Thursday, December 02, 2010

Life - Bone Grafts

I'm typing because I can't do much else. My mouth hurts. Aches really, not a sharp pain, just a dull aching one. I can't smile because it pulls on my gum, and my gum... let me explain.

Today I went to the peridontist. A good guy, really, but I seem to be in pain after I leave there. First they deep cleaned my teeth, below the gum line. This involved literally a dozen shots of numbing stuff (not a dozen full shots - more like a dozen "little bit here, a little bit there" kind of pokes), including the dreaded "roof of the mouth" shot.

This work attempted to enable my jawbone to grow a bit back so it could properly support a bunch of my teeth (five of them). Without bone structure, and we're talking something like 8mm of bone missing, my teeth would be vulnerable. Their roots would be mainly exposed and the teeth would fall out.

I like my teeth and I want to keep them.

So yesterday I went back to the House of Pain and got another bunch of shots. Then, working in a mostly numb area (once they poked, I grunted, and the doc muttered something about, "You're really burning through this anesthesia quickly"), they cut open my gum, cleaned out the degraded bone, put some "calcium attracting substances" in, and sewed it shut.

The calcium attracting substances are pieces of bone. Since I didn't donate any bone, they came from someone else (a dead someone else to be exact).

I wonder if they did a DNA swipe there if they're be two DNA things. That'll be an episode for CSI, take note!

"Hm, according to the DNA the body remains are those of an Asian male and a white (do you say Caucasian?) female. Waitaminute... two DNAs?"

Anyway, it's 10 days before the sutures come out. I hope the ache goes away earlier. I'm on some kind of penicillin so I'm bacteria proof for a bit - now's the time to volunteer at a cat shelter I guess, or use up my "step on a rusty nail" luck.

I'm also taking pain killers (over the counter) and have to gargle with antibiotic mouthwash (I can't brush there and it need to "stay clean").

So all in all it's kind of a, shall we say, "period of postponement" as far as the riding goes. I can ride in a couple days, definitely the weekend, but I figure I won't be in the mood if I can't eat very much.

Maybe I'll lose weight. Yeah. That's the ticket.

I do have some other things to keep me occupied. I'll post about one of them tomorrow, I promise, since I realized that, in email conversation with friends, I hadn't mentioned it in font, only in actual conversations face to face.

Of course my face is a bit glum now. But, look, Cavendish went through this. And he won all those stages in the Tour.

Hopefully this procedure is worth, oh, at least a town line sprint. That I can smile about afterward and have a full mouth of teeth.

Ah life.

6 comments:

Ron said...

I wonder if your periodontist just needed some extra holiday money.

Aki said...

If that was the case it was a long term plan :)

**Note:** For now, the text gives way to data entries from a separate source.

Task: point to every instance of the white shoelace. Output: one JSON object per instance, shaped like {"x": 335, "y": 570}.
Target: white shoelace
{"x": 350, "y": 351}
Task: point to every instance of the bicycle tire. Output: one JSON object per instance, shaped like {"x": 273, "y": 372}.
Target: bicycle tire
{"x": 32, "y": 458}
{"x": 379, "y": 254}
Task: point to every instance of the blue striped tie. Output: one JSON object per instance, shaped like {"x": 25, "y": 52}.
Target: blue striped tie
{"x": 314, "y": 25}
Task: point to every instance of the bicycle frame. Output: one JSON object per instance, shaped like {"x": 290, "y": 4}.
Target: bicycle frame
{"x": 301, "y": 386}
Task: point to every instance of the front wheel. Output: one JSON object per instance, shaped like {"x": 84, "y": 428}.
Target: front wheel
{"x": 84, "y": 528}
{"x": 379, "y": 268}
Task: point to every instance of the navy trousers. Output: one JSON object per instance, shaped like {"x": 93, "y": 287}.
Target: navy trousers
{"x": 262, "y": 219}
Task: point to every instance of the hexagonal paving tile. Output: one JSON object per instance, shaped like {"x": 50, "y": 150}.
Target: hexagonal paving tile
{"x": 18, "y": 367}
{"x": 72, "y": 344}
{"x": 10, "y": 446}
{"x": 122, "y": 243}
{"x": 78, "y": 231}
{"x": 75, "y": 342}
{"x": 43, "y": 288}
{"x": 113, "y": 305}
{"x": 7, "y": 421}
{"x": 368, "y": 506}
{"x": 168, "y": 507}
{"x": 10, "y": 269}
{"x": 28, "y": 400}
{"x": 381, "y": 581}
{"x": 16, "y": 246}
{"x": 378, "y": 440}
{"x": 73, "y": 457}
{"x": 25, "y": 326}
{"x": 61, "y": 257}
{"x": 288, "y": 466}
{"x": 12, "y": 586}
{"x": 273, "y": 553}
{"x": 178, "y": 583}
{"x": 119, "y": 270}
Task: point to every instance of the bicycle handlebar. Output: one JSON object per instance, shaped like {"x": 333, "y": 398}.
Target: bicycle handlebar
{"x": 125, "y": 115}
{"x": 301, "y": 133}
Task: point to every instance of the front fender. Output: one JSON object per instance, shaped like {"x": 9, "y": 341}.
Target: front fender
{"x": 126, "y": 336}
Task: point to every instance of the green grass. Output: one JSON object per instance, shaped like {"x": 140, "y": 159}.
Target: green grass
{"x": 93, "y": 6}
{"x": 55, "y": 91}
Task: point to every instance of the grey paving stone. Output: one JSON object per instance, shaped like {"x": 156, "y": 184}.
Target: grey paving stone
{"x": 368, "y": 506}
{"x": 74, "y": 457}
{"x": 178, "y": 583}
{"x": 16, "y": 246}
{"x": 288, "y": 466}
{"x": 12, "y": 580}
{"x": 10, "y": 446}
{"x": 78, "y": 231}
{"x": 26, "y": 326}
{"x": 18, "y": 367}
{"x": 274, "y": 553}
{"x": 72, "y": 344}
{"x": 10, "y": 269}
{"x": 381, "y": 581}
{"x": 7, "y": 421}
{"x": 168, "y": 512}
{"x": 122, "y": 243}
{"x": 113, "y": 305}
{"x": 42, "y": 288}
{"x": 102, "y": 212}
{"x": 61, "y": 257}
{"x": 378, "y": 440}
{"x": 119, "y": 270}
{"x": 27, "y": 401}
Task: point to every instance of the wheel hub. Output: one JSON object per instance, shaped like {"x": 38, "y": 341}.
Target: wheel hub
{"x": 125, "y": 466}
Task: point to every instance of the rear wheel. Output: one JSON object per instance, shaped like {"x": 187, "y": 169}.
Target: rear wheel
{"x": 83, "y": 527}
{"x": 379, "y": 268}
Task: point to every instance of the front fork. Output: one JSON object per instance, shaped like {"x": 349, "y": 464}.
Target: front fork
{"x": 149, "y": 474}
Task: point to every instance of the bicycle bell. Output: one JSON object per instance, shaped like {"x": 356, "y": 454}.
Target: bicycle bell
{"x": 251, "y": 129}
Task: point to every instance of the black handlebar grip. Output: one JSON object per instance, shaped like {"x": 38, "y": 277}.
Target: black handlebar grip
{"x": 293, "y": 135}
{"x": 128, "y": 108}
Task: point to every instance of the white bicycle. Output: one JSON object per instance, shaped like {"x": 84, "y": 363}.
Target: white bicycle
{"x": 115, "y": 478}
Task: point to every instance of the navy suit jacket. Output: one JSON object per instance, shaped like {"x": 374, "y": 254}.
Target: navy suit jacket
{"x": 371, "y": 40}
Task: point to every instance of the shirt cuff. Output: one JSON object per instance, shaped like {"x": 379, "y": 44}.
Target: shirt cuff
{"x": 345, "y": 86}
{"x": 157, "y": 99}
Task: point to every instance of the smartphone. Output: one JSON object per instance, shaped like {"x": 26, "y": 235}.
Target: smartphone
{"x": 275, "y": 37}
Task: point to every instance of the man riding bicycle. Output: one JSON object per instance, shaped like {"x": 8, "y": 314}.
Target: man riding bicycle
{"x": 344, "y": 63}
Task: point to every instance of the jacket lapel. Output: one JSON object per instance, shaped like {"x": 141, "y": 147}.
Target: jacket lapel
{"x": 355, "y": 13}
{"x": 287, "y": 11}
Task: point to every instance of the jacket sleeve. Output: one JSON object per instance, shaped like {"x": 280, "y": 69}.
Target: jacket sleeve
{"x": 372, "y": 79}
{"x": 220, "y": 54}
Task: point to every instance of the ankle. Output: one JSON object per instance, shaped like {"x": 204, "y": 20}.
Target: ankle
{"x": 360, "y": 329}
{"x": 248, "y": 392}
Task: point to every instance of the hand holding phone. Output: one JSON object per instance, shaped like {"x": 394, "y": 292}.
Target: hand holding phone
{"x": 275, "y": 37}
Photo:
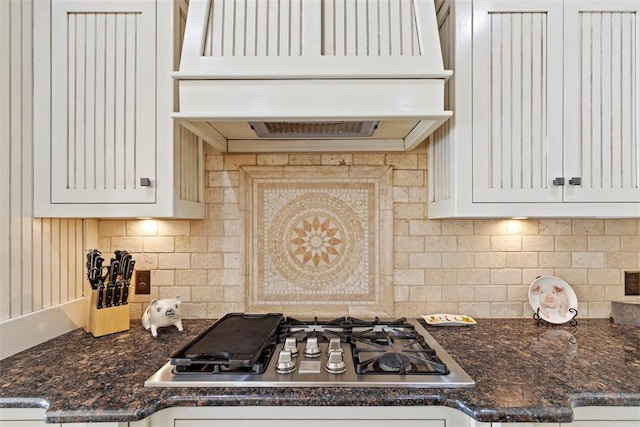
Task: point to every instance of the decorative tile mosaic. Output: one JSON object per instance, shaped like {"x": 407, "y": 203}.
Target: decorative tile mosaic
{"x": 318, "y": 241}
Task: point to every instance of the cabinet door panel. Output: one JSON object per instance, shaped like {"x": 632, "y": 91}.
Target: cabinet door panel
{"x": 602, "y": 79}
{"x": 307, "y": 422}
{"x": 103, "y": 101}
{"x": 517, "y": 103}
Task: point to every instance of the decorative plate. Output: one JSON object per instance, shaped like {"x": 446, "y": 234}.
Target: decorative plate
{"x": 448, "y": 319}
{"x": 552, "y": 298}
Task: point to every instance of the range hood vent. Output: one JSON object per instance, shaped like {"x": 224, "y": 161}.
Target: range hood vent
{"x": 313, "y": 129}
{"x": 311, "y": 75}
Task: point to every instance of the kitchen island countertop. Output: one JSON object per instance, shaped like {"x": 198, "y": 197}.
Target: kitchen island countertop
{"x": 523, "y": 373}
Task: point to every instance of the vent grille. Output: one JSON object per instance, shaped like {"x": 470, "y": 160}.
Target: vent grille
{"x": 313, "y": 129}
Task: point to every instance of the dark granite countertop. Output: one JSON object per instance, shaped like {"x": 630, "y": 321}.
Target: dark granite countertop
{"x": 523, "y": 373}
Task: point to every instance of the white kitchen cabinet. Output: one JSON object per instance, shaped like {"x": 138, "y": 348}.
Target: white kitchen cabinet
{"x": 546, "y": 99}
{"x": 105, "y": 144}
{"x": 23, "y": 417}
{"x": 343, "y": 416}
{"x": 592, "y": 416}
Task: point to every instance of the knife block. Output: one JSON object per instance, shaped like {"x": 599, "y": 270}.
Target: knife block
{"x": 106, "y": 320}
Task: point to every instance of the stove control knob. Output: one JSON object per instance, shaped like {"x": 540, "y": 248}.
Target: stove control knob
{"x": 291, "y": 345}
{"x": 312, "y": 349}
{"x": 335, "y": 364}
{"x": 285, "y": 363}
{"x": 334, "y": 345}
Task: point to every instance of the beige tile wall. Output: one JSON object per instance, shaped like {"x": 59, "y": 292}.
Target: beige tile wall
{"x": 479, "y": 267}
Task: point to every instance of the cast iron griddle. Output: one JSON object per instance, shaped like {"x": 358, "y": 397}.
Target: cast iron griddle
{"x": 236, "y": 340}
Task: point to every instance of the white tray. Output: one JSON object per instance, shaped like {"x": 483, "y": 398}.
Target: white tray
{"x": 443, "y": 319}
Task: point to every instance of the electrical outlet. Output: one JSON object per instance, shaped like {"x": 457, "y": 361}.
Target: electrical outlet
{"x": 632, "y": 282}
{"x": 143, "y": 282}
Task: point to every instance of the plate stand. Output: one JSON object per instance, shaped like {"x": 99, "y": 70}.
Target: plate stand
{"x": 540, "y": 321}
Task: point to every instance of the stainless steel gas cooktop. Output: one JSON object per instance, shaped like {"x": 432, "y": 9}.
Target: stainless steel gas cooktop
{"x": 269, "y": 350}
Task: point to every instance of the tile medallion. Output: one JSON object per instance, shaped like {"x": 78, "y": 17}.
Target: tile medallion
{"x": 320, "y": 241}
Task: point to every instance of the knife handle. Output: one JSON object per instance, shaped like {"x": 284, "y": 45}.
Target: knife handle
{"x": 109, "y": 296}
{"x": 116, "y": 293}
{"x": 125, "y": 293}
{"x": 100, "y": 296}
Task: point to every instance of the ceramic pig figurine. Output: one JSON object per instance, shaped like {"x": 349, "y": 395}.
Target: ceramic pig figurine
{"x": 162, "y": 313}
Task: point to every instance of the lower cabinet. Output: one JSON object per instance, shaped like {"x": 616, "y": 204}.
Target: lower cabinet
{"x": 334, "y": 416}
{"x": 592, "y": 416}
{"x": 343, "y": 416}
{"x": 23, "y": 417}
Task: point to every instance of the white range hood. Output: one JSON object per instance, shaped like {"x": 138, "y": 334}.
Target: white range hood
{"x": 311, "y": 75}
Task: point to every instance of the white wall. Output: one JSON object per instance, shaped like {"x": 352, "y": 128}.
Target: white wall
{"x": 40, "y": 259}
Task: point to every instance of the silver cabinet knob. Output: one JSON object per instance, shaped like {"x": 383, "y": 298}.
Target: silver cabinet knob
{"x": 312, "y": 349}
{"x": 285, "y": 362}
{"x": 334, "y": 345}
{"x": 291, "y": 345}
{"x": 335, "y": 364}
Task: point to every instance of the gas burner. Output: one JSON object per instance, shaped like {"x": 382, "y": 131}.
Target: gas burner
{"x": 384, "y": 336}
{"x": 393, "y": 362}
{"x": 274, "y": 350}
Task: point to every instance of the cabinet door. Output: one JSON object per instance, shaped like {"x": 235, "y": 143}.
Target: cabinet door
{"x": 517, "y": 100}
{"x": 602, "y": 100}
{"x": 102, "y": 101}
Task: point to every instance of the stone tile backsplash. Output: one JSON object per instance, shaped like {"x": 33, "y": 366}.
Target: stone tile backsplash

I knew about the bone degeneration for 3 or 4 years. I chose to do one procedure (of three) this year so I could deduct the expenses. Next year I'll max out my deductions with the other two procedures.

atsuko said...

Oh MAN, that sounds rough!!! I had some shots in my gums for something years ago. Those suck!!!! Having your own teeth is worth I think, though, right? Hang in there....I've been looking at your FB so much, I haven't been reading here as much. This makes me want to brush, floss and rinse with Listerine. Going to the dentist would help too...

Aki said...

I think a waterpik and a philips sonic toothbrush would do much of the trick. I used them for a while and got my gum numbers down pretty well (how far down the dentist can poke next to tooth root, i.e. how far down the gum has receeded). Went from, in the good sections, mainly 3-4 mm to mainly 1-2 mm. In the moderately bad sections 4-5 mm to 3-4 mm. In the really bad sections not much - two went from 7-8 mm to about 6 mm, and one didn't change from 8-ish. 8mm is a LOT of unsupported tooth root.

Actually... do you have either gizmo? Pik kind of is a easier to use floss, the philips toothbrush rocks.

atsuko said...

we've been using braun toothbrushes for a while but they seem to have died. I guess now would be the time to try the philips...

really? waterpik really helps? maybe we'll have to try that too. I don't think my teeth are in that great shape...

Aki said...

The water pik is nice, esp the little one with the tube attached. It really helps with the gumline and between the teeth. I got a strong recommendation from one of my co-workers who has mega dollars of teeth work done due to a car accident when she was younger.

The Philips things are great too. I had a cheaper Crest brush thing but that was kind of primitive compared to the cleaning by the Philips. They use ultrasonic technology to clean bike and car parts so I figured it's got to work on teeth pretty well. That and quarterly visits to the dentist heh.